Ricardo Salinas-Martínez1, Johannes de Bie1, Nicoletta Marzocchi1, Frida Sandberg2
1Hillrom, 2Department of Biomedical Engineering, Lund University


Background: Long term electrocardiogram (ECG) monitoring is a standard clinical routine in cryptogenic stroke survivors to assess the presence of atrial fibrillation (AF). However, manual evaluation of such records is time consuming even for experienced cardiologist. Computer-based detectors of AF have shown to be helpful in diagnostic procedures to avoid further lifethreatening conditions. The electrocardiomatrix (ECM) technique allows compact and bidimensional representation of the ECG preserving morphology and rhythm characteristics, thus facilitating its analysis. In this study, we present a convolutional neural network (CNN) approach for automatic detection of AF based on ECM images. Methods: ECG segments of ten heartbeats were converted into ECM images. A CNN – composed of 3 convolutional layers, 3 batch normalization, 3 ReLu activation, 2 max pooling, 1 fully connected, 1 softmax, and 1 classification layer – was implemented to classify the ECMs between non-AF and AF. Using the MIT-BIH-AFDB and considering an overlapping of 50%, 239880 and 215920 images were generated for non-AF and AF, respectively; 80% were used for training and 20% for validation. Three-fold cross-validation was performed with datasets selected manually, such that validation sets were always taken from different records than training data. An average accuracy of 87.71%±7.03 was achieved during validation.
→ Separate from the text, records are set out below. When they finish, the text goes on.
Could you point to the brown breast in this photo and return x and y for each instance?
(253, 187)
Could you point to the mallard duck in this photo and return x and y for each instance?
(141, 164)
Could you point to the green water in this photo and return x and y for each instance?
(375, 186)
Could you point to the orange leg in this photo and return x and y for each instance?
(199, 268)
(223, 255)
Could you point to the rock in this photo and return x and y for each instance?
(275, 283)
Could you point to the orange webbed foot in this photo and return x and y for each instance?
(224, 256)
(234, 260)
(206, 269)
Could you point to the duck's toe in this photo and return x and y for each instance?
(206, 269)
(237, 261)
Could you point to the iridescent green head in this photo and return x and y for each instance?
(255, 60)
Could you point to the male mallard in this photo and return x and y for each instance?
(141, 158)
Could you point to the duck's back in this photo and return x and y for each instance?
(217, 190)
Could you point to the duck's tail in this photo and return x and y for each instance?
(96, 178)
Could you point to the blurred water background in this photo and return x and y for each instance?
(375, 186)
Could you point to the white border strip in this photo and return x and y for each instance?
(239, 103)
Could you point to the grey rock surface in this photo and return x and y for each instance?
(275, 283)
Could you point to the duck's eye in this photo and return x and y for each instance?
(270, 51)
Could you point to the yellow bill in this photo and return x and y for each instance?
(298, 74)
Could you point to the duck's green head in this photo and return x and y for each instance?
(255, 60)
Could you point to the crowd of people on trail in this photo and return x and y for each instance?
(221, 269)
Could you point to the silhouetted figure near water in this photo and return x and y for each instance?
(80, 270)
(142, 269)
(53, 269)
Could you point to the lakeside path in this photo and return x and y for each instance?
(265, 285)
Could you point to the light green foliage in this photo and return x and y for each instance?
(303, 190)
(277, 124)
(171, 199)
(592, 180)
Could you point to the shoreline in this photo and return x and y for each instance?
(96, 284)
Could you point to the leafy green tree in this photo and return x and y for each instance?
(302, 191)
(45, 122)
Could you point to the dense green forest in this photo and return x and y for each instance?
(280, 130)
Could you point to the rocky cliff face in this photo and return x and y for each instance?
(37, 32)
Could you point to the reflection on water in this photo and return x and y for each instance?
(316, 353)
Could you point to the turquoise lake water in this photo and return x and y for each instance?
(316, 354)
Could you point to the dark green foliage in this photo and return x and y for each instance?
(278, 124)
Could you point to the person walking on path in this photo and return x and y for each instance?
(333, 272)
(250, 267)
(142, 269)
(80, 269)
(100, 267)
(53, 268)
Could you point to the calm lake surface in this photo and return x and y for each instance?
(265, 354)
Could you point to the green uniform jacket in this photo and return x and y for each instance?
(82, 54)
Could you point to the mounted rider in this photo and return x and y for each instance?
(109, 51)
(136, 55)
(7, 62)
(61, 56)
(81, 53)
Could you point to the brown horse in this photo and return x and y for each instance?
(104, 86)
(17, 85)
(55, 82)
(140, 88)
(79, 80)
An independent database consisting of 38 ECG signals with manual annotations on AF and non-AF was used for testing; 7397 and 22455 non overlapping images were generated for non-AF and AF, respectively, and classified with an accuracy of 86.08%. Results: The proposed methodology for AF detection suggest that automatic analysis of ECM images is a potential way to classify AF episodes, even as brief as ten heartbeats.